Attending this school of classification, we distinguish two families: Hylobatidae (livers) and Hominidae (all others; “hominids”). Within the latter there are two subfamilies: Ponginae (orangutans) and Homininae (gorilla, chimpanzees and man; “hominines”). Within the subfamily Homininae we distinguish two tribes: Gorillini (gorillas) and Hominini (chimpanzees and us; hominid); finally, the tribe is distinguished at subtribal level: Panina and Hominine (hominos in common use). Being the objective of the classification models to reflect the phylogeny of a group, the kinship tree, we should take the classification of all species of the human lineage to the subtribe level and call our lineage with the term “hominos”.

But then, why do we prefer today the term “hominine”? Take into account two or three things to answer this question. The first is that cladism is increasingly accepted as a model of classification. Secondly, that the classifications are made by us (other living beings have not presented proposals for the moment…), and there are researchers who do not consider it appropriate that the human species is so close to other animals, in short, the level of development reached is not similar in the animal world. As an example of the debate on classifications, two other proposals are presented, which are extreme examples, but both with “scientific basis”.

First J. It was proposed by Huxley in 1957. In his opinion, human beings, besides the biological part of other animals, would have a new side of the evolutionary process, the psychosocial part. As they are the Plantae and the Animal Kingdoms, we would form a new Kingdom: Psychozo. Huxley placed the separation of the human lineage at the highest taxonomic level. At the opposite end, Elizabeth Watson, S. Eastel and D. It is proposed by Penny in 2001. Their calculations show that the genetic differences between humans, chimpanzees and gorillas are similar to those of other mammals classified in the same genus, so when performing an objective classification the three mentioned species should be located in the same genus, that is, we should call Homo sapiens, Homo niger and Homo gorilla respectively.

As the reader has seen, we have many options to classify our species, each with a different base, and in these cases the consensus is necessary to move forward. They did so at the International Congress “International Colloquium on Taxonomy and Systematics of the Human Clade” organized in Palma de Mallorca in 2000. Before the meeting, all the anthropologists and paleontologists of the world received a letter with a single question: “What do you think is the most appropriate taxonomic level to classify the species of the human race?” The possible answers were most of the above mentioned: family, subfamily, tribe, subtribe or gender. The majority bet for the tribe, so the “hominins”.
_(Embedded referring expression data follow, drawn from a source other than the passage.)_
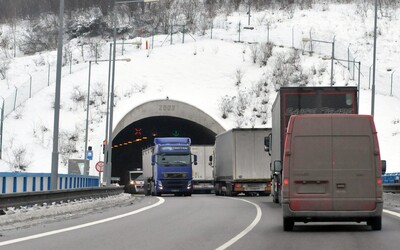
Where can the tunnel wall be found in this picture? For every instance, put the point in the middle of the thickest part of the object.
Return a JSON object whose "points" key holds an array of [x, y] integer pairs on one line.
{"points": [[168, 108]]}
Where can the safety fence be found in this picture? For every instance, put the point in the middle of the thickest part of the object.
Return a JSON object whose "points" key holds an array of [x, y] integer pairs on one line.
{"points": [[289, 36], [32, 182], [391, 178]]}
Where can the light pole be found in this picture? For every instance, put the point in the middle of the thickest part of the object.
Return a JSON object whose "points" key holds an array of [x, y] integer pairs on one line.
{"points": [[374, 60], [358, 80], [391, 82], [54, 155], [109, 142], [1, 125], [88, 103], [306, 39]]}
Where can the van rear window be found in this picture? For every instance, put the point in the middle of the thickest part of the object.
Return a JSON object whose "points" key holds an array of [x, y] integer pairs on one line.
{"points": [[353, 152], [346, 152], [319, 157]]}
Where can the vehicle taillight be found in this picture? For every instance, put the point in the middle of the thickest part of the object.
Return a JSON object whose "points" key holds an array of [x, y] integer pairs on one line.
{"points": [[286, 182]]}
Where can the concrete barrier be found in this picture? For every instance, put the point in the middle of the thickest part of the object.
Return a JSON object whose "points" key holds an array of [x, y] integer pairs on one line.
{"points": [[32, 182]]}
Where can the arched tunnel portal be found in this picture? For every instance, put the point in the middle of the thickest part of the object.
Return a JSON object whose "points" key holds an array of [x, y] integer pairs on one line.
{"points": [[160, 118]]}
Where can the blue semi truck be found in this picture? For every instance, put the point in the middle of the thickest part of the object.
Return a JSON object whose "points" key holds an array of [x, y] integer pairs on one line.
{"points": [[167, 166]]}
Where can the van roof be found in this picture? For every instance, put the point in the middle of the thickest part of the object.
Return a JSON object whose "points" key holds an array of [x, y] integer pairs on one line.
{"points": [[323, 124]]}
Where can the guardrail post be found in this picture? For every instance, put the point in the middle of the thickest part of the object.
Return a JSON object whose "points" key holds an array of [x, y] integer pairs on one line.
{"points": [[15, 97]]}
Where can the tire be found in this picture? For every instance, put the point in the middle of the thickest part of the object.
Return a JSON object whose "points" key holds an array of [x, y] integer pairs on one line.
{"points": [[375, 223], [217, 191], [275, 199], [288, 224]]}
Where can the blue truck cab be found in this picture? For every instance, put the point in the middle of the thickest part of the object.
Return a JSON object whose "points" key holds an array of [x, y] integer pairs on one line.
{"points": [[167, 166]]}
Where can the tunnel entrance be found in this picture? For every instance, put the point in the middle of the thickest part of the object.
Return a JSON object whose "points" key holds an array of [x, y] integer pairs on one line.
{"points": [[163, 118]]}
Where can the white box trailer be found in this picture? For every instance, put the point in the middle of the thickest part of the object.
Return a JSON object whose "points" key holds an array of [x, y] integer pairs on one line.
{"points": [[146, 163], [203, 180], [240, 163]]}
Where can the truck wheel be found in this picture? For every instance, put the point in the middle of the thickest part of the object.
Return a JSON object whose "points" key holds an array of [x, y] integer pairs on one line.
{"points": [[288, 224], [217, 190], [375, 223]]}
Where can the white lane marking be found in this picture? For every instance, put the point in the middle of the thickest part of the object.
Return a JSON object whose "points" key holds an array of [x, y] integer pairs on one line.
{"points": [[36, 236], [391, 212], [247, 230]]}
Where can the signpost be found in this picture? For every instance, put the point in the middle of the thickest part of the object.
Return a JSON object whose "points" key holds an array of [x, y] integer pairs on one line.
{"points": [[100, 166]]}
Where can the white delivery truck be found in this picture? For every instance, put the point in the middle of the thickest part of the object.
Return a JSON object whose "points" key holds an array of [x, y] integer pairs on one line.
{"points": [[332, 170], [203, 181], [240, 163]]}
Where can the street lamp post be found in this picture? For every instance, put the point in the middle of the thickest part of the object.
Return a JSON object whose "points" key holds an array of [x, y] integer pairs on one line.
{"points": [[1, 125], [88, 103], [391, 83], [374, 61], [109, 142], [306, 39], [358, 80], [54, 156]]}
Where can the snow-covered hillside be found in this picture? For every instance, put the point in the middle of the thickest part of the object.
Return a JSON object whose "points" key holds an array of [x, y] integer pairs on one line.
{"points": [[202, 72]]}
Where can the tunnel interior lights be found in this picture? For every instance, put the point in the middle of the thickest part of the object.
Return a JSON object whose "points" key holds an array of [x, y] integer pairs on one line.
{"points": [[127, 143]]}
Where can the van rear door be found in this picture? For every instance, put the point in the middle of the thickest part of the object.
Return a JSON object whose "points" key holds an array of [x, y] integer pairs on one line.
{"points": [[309, 157], [354, 186]]}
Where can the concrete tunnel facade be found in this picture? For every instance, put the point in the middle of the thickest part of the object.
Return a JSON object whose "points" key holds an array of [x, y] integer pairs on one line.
{"points": [[158, 118]]}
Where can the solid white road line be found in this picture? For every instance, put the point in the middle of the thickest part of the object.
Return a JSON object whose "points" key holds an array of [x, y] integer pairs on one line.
{"points": [[391, 212], [247, 230], [36, 236]]}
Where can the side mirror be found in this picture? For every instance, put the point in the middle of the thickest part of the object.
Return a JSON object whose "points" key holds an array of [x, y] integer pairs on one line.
{"points": [[383, 166], [277, 166], [195, 159], [267, 143]]}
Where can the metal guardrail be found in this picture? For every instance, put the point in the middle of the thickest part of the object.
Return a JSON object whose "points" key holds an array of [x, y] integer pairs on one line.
{"points": [[32, 198], [11, 182], [391, 188]]}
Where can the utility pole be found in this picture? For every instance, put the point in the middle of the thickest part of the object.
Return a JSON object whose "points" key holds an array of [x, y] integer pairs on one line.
{"points": [[374, 61], [54, 156]]}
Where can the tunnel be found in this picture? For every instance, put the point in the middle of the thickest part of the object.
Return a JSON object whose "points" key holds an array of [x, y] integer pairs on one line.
{"points": [[160, 118]]}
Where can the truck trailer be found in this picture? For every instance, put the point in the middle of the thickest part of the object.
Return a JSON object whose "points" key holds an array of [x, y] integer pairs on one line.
{"points": [[134, 181], [298, 101], [167, 166], [203, 181], [239, 162], [332, 170]]}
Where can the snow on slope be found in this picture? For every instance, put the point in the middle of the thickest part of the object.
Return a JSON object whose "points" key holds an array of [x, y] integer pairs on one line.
{"points": [[199, 73]]}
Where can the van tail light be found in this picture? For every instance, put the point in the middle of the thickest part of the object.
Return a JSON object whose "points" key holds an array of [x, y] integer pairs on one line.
{"points": [[379, 188]]}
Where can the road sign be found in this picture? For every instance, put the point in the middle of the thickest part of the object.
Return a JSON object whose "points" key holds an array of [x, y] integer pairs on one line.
{"points": [[89, 155], [99, 166]]}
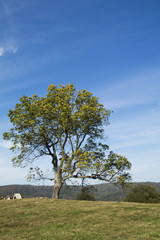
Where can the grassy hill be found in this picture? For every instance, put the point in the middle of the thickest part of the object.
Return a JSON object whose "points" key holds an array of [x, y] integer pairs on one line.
{"points": [[47, 219], [102, 192]]}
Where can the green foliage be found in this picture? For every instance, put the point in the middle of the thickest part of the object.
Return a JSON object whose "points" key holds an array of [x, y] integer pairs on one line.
{"points": [[68, 126], [143, 193]]}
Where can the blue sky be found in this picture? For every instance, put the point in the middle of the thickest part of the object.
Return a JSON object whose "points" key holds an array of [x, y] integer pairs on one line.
{"points": [[110, 48]]}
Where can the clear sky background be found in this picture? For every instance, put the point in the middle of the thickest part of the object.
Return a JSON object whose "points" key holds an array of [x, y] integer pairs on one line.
{"points": [[109, 47]]}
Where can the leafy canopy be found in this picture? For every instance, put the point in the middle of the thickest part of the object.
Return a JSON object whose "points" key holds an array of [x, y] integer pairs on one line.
{"points": [[68, 126]]}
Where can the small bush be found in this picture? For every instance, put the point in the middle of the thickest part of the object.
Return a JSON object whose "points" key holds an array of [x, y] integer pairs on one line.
{"points": [[143, 193], [84, 195]]}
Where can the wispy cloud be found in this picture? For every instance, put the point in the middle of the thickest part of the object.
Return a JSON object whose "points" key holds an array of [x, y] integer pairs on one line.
{"points": [[6, 144], [1, 51], [8, 49], [138, 90]]}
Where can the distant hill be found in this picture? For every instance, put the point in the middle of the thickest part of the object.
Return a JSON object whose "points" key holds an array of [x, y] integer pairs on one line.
{"points": [[102, 192]]}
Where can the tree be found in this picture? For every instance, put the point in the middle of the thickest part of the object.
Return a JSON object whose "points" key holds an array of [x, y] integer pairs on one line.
{"points": [[143, 193], [68, 126], [85, 192]]}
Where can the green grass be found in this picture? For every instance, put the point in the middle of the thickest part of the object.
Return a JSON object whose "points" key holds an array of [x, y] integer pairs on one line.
{"points": [[78, 220]]}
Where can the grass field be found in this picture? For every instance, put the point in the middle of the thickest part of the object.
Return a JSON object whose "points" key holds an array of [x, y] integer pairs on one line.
{"points": [[78, 220]]}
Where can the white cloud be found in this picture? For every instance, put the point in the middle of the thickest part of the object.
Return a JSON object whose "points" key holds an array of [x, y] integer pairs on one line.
{"points": [[6, 144], [136, 91], [9, 49], [1, 51]]}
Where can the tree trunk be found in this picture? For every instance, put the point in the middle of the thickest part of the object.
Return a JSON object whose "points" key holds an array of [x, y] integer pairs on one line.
{"points": [[57, 185]]}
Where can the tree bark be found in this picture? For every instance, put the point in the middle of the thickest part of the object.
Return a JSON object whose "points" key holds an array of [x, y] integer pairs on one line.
{"points": [[57, 185]]}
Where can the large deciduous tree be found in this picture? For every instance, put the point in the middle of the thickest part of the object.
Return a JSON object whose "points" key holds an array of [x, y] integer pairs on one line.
{"points": [[67, 126]]}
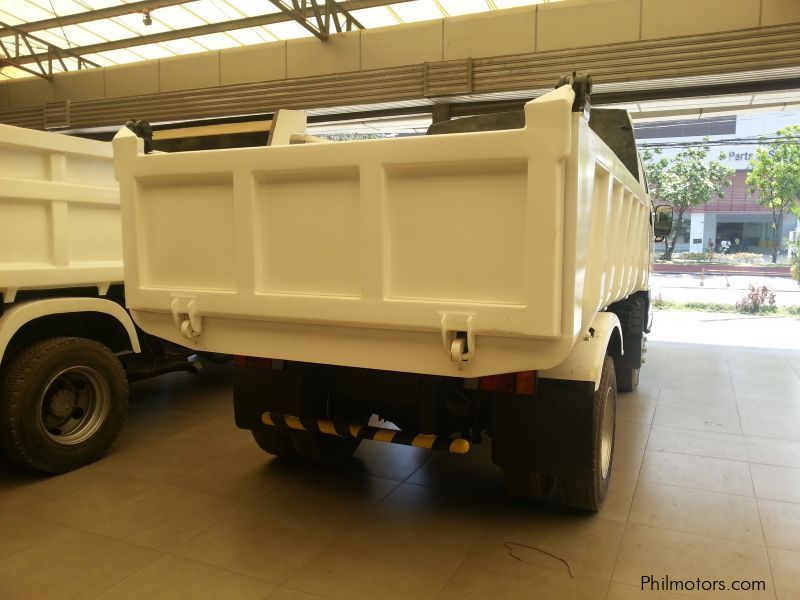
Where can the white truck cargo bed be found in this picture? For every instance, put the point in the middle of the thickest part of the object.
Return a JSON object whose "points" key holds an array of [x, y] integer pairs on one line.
{"points": [[59, 212], [383, 253]]}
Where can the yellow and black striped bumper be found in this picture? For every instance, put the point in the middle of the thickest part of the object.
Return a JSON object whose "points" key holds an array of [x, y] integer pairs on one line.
{"points": [[365, 432]]}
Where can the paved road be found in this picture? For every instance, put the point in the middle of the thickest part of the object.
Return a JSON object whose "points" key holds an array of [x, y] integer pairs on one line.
{"points": [[728, 330], [686, 287]]}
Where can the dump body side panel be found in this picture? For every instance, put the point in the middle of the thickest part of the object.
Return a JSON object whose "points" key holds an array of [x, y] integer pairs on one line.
{"points": [[59, 212], [374, 253]]}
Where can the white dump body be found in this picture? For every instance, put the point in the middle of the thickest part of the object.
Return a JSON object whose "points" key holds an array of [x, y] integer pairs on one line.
{"points": [[381, 253], [59, 212]]}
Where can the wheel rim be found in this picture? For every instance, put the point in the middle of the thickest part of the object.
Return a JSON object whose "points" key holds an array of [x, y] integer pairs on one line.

In science there are things that are not black or white, especially when we talk about our species. What relative importance should we give to our differential characteristics, such as consciousness, moral values, or language? Or maybe we just have to attend to the objectivity that genetics gives? What importance does tradition have in all this? As we have seen, all classifications can be adequate if we are clear what we want to explain with the classification. The denomination of “hominid” can be adequate for us and the species of our lineage, if we want to emphasize the importance of our distinctive characteristics as it has traditionally been done, but among anthropologists we can say that this term is demodé. At present, the consensus reached to designate us and the species of our lineage is in the term “hominine”. Today, in the future, when researchers of the next generation are working, with different ways of thinking.